Bond buyers are sending a loud message this month: They want a break from the riskiest securities.
The past three weeks have marked the biggest collective souring on high-yield bonds since last June, bringing an abrupt halt to the 10.4 percent return over the previous 10 months. Even short-term junk-rated notes -- typically more immune to such swings in sentiment -- have suffered, with investors yanking the most money ever from a Pacific Investment Management Co. exchange-traded fund focused on such debt.
It’s hard for bond buyers to stomach extra risk in the face of escalating conflicts in Gaza and Ukraine, especially when they’re getting about the lowest compensation ever to own speculative-grade debt. Borrowing costs are now starting to rise for the least-creditworthy U.S. companies amid the violence in some of the world’s more volatile regions, underscoring just how intertwined the global economy has become.
“The market reaction highlights what our credit investors considered the number one concern in our recent survey - namely, geopolitical risk,” wrote Bank of America Corp. (BAC) strategists led by Hans Mikkelsen in a July 17 report.
Last week they pulled $607 million from Pimco’s 0-5 Year High-Yield Corporate Bond index ETF, data compiled by Bloomberg show. That was the biggest withdrawal in the three-year-old fund’s history, and is a reversal in fortunes for an ETF that received $1.8 billion of deposits over the past year.

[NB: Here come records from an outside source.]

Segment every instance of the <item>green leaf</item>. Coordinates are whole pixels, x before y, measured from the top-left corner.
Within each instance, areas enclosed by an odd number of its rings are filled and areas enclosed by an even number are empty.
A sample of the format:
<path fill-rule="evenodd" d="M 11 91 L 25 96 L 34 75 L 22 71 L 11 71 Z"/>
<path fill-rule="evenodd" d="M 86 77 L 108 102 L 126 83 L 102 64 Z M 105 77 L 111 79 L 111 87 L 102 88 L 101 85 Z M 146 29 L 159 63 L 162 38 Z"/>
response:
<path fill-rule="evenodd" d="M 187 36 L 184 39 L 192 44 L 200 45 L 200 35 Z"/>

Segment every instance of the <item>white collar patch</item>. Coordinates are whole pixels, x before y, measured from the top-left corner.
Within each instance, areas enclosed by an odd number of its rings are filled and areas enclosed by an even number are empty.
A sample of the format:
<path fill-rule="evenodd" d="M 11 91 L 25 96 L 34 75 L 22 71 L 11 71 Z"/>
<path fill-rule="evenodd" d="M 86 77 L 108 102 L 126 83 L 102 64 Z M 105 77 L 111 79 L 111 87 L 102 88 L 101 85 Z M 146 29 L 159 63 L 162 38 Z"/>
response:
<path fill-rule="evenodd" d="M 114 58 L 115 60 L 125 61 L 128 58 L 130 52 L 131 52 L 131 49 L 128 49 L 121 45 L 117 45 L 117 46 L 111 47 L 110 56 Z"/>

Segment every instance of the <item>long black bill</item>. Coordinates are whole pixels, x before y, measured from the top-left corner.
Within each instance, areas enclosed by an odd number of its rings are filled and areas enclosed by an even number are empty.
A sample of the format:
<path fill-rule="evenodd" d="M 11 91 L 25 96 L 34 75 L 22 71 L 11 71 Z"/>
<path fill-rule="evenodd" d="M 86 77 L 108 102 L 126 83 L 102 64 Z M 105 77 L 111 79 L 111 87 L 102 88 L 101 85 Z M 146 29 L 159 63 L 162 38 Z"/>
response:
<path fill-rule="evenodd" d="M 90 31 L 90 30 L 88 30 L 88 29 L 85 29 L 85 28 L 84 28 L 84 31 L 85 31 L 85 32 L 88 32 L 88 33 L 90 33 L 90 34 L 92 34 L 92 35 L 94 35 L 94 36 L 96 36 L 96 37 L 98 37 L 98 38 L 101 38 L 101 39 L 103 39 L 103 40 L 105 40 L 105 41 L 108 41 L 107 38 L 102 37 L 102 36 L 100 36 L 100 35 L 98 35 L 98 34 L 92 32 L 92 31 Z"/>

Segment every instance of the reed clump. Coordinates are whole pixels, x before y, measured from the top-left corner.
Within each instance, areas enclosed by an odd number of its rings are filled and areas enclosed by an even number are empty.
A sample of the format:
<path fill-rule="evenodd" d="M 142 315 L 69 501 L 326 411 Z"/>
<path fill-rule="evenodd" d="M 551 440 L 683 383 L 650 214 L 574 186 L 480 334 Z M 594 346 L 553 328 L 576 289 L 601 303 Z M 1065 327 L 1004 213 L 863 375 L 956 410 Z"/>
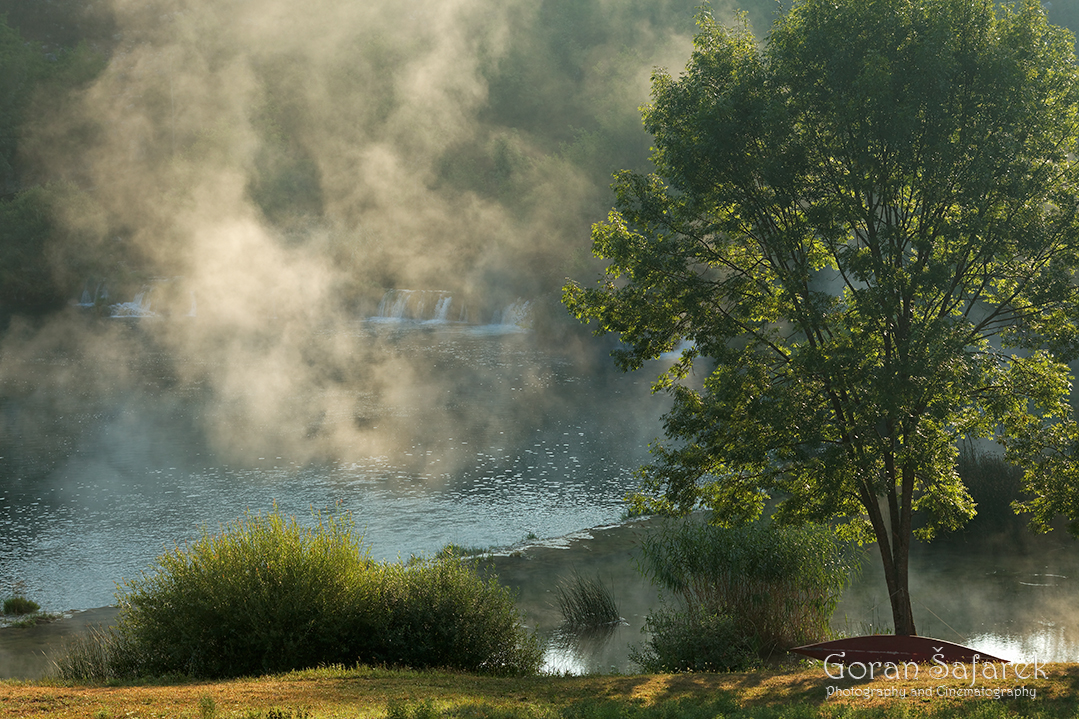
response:
<path fill-rule="evenodd" d="M 672 521 L 642 544 L 642 572 L 677 599 L 648 614 L 633 659 L 648 671 L 732 670 L 828 638 L 858 555 L 824 526 Z"/>
<path fill-rule="evenodd" d="M 589 629 L 622 622 L 614 592 L 599 578 L 574 572 L 572 579 L 560 582 L 555 591 L 562 621 L 569 628 Z"/>
<path fill-rule="evenodd" d="M 32 599 L 27 599 L 22 595 L 15 595 L 13 597 L 8 597 L 3 600 L 3 613 L 11 615 L 21 614 L 32 614 L 33 612 L 41 609 L 38 602 Z"/>
<path fill-rule="evenodd" d="M 347 516 L 301 527 L 276 508 L 158 558 L 118 593 L 117 629 L 56 663 L 69 679 L 224 678 L 356 663 L 535 671 L 510 592 L 441 558 L 374 561 Z"/>

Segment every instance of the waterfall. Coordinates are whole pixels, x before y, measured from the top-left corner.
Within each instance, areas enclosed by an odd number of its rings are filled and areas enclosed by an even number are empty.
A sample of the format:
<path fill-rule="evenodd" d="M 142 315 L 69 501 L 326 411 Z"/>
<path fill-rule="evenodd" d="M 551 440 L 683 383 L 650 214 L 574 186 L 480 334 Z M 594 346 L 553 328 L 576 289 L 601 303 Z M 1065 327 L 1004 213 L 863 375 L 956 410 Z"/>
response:
<path fill-rule="evenodd" d="M 446 322 L 453 296 L 440 289 L 390 289 L 379 302 L 377 320 Z"/>
<path fill-rule="evenodd" d="M 135 295 L 131 302 L 117 302 L 112 306 L 111 315 L 113 317 L 153 317 L 156 316 L 151 307 L 152 287 L 144 287 Z"/>
<path fill-rule="evenodd" d="M 490 317 L 490 321 L 486 321 Z M 387 289 L 379 301 L 378 314 L 370 320 L 385 323 L 454 323 L 475 330 L 503 334 L 524 331 L 532 326 L 532 301 L 517 298 L 493 312 L 454 301 L 441 289 Z"/>

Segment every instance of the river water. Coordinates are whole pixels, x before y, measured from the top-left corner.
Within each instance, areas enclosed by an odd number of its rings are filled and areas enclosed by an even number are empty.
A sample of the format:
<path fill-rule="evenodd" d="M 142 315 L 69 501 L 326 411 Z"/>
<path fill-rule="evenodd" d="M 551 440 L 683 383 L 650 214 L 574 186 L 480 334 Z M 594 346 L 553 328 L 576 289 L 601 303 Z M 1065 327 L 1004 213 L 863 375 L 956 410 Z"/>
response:
<path fill-rule="evenodd" d="M 128 327 L 125 352 L 145 353 L 150 377 L 94 391 L 70 390 L 99 375 L 92 354 L 4 357 L 0 592 L 18 582 L 46 608 L 109 605 L 164 548 L 274 503 L 301 521 L 350 512 L 379 559 L 556 538 L 617 520 L 660 434 L 650 377 L 597 371 L 595 354 L 541 347 L 516 325 L 365 320 L 350 339 L 414 386 L 388 402 L 343 388 L 352 417 L 322 422 L 366 424 L 378 453 L 251 437 L 231 451 L 206 429 L 214 389 L 153 377 L 162 358 L 141 331 Z M 64 382 L 74 396 L 51 396 Z"/>
<path fill-rule="evenodd" d="M 83 344 L 0 357 L 0 594 L 17 587 L 54 611 L 103 607 L 118 583 L 203 527 L 274 504 L 301 521 L 344 510 L 379 559 L 448 543 L 528 547 L 500 566 L 548 637 L 554 584 L 571 571 L 601 575 L 627 624 L 591 643 L 552 641 L 548 668 L 632 668 L 628 645 L 657 605 L 633 565 L 637 530 L 581 530 L 625 512 L 633 472 L 661 434 L 667 399 L 650 391 L 661 361 L 623 375 L 596 347 L 514 324 L 358 318 L 334 341 L 367 348 L 382 389 L 339 380 L 347 411 L 323 412 L 310 434 L 359 426 L 365 444 L 312 451 L 278 442 L 291 435 L 269 420 L 252 434 L 248 418 L 246 433 L 222 440 L 213 371 L 177 372 L 145 322 L 100 330 L 122 348 L 123 371 Z M 1058 534 L 917 550 L 921 633 L 1009 659 L 1079 661 L 1079 553 Z M 878 565 L 868 557 L 838 630 L 888 624 Z"/>

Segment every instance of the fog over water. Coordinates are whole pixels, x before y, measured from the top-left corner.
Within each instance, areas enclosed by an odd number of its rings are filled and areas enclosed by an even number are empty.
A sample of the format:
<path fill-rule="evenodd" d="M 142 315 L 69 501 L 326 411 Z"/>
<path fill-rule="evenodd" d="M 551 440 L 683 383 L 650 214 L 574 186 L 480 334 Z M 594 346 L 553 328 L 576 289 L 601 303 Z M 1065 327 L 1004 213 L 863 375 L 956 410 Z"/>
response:
<path fill-rule="evenodd" d="M 104 71 L 21 145 L 67 198 L 71 307 L 0 336 L 0 595 L 110 603 L 274 502 L 351 512 L 379 558 L 616 521 L 663 431 L 661 361 L 615 372 L 558 293 L 601 269 L 589 226 L 611 172 L 647 168 L 638 106 L 696 4 L 97 3 Z M 760 33 L 776 5 L 747 4 Z M 944 619 L 916 606 L 919 627 L 1029 651 L 1055 622 L 1076 659 L 1073 559 L 1001 559 L 1001 584 L 997 555 L 940 556 L 912 591 Z M 877 564 L 841 607 L 855 628 Z"/>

High-yield notes maturing in five years or less have lost 0.4 percent in July, Bank of America Merrill Lynch index data show. The overall U.S. junk-bond market is down 0.63 percent.
Federal Reserve Chair Janet Yellen’s warnings this month that “valuations appear stretched” in high yield have built on a growing sense of dread that this overheated asset class will result in severe losses when the market turns.
The same concern about rising rates doesn’t seem to be plaguing investors in higher-rated debt yet. They poured $2.8 billion into investment-grade bond funds last week, helping generate positive returns of 0.2 percent on the notes this month, Bank of America data show.
Meanwhile, yields on U.S. junk bonds have climbed to 5.94 percent from a record low of 5.69 percent on June 23, according to Bank of America Merrill Lynch index data.
In spite of the Fed’s pledge to keep benchmark interest rates low for a prolonged period, junk-bond investors are starting to get weak-kneed and preparing for the worst.